The line separating human intelligence from artificial intelligence just got more narrow.

OpenAI on Thursday revealed o1, the first in a new series of AI models that are “designed to spend more time thinking before they respond,” the company said in a blog post.

The new model can work through complex tasks and, in comparison to previous models, solve more difficult problems in science, coding, and math. In essence, they think a little more like humans than existing AI chatbots.

While previous iterations of OpenAI’s models have excelled on standardized tests like the SAT to the Uniform Bar Examination, the company says that o1 goes a step further. It performs “similarly to PhD students on challenging benchmark tasks in physics, chemistry, and biology.”

For example, it beat GPT-4o — a multimodal model OpenAI unveiled in May — in the qualifying exam for the International Mathematics Olympiad by a long shot. GPT-4o only correctly solved 13% of the exam’s problems, while o1 scored 83%, the company said.

The sharp surge in the o1’s reasoning capabilities comes, in part, from a prompting technique known as “chain of thought.” OpenAI said o1 “learns to recognize and correct its mistakes. It learns to break down tricky steps into simpler ones. It learns to try a different approach when the current one isn’t working.”

That’s not to say there aren’t some tradeoffs compared to earlier models.
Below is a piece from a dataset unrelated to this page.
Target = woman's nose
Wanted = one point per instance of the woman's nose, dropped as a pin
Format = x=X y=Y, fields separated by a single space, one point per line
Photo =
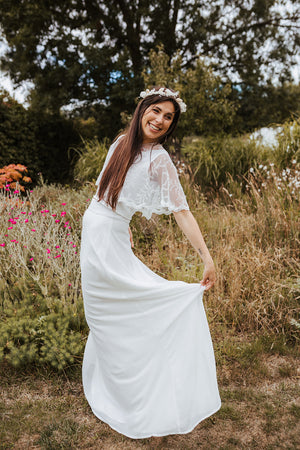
x=159 y=118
OpenAI noted that while human testers preferred o1’s responses in reasoning-heavy categories like data analysis, coding, and math, GPT-4o still won out in natural language tasks like personal writing.

OpenAI’s primary mission has long been to create artificial general intelligence, or AGI, a still hypothetical form of AI that mimics human capabilities. Over the summer, while o1 was still in development, the company unveiled a new five-level classification system for tracking its progress toward that goal. Company executives reportedly told employees that o1 was nearing a level two, which it identified as “reasoners” with human-level problem-solving.

Ethan Mollick, a professor at the University of Pennsylvania’s Wharton School who has had access to o1 for over a month, said the model’s gains are perhaps best illustrated by how it solves crossword puzzles. Crossword puzzles are typically difficult for large language models to solve because “they require iterative solving: trying and rejecting many answers that all affect each other,” Mollick wrote in a post on his Substack. Most large language models “can only add a token/word at a time to their answer.”

But when Mollick asked o1 to solve a crossword puzzle, it thought about it for a “full 108 seconds” before responding. He said that its thoughts were both “illuminating” and “pretty impressive” even if they weren’t fully correct.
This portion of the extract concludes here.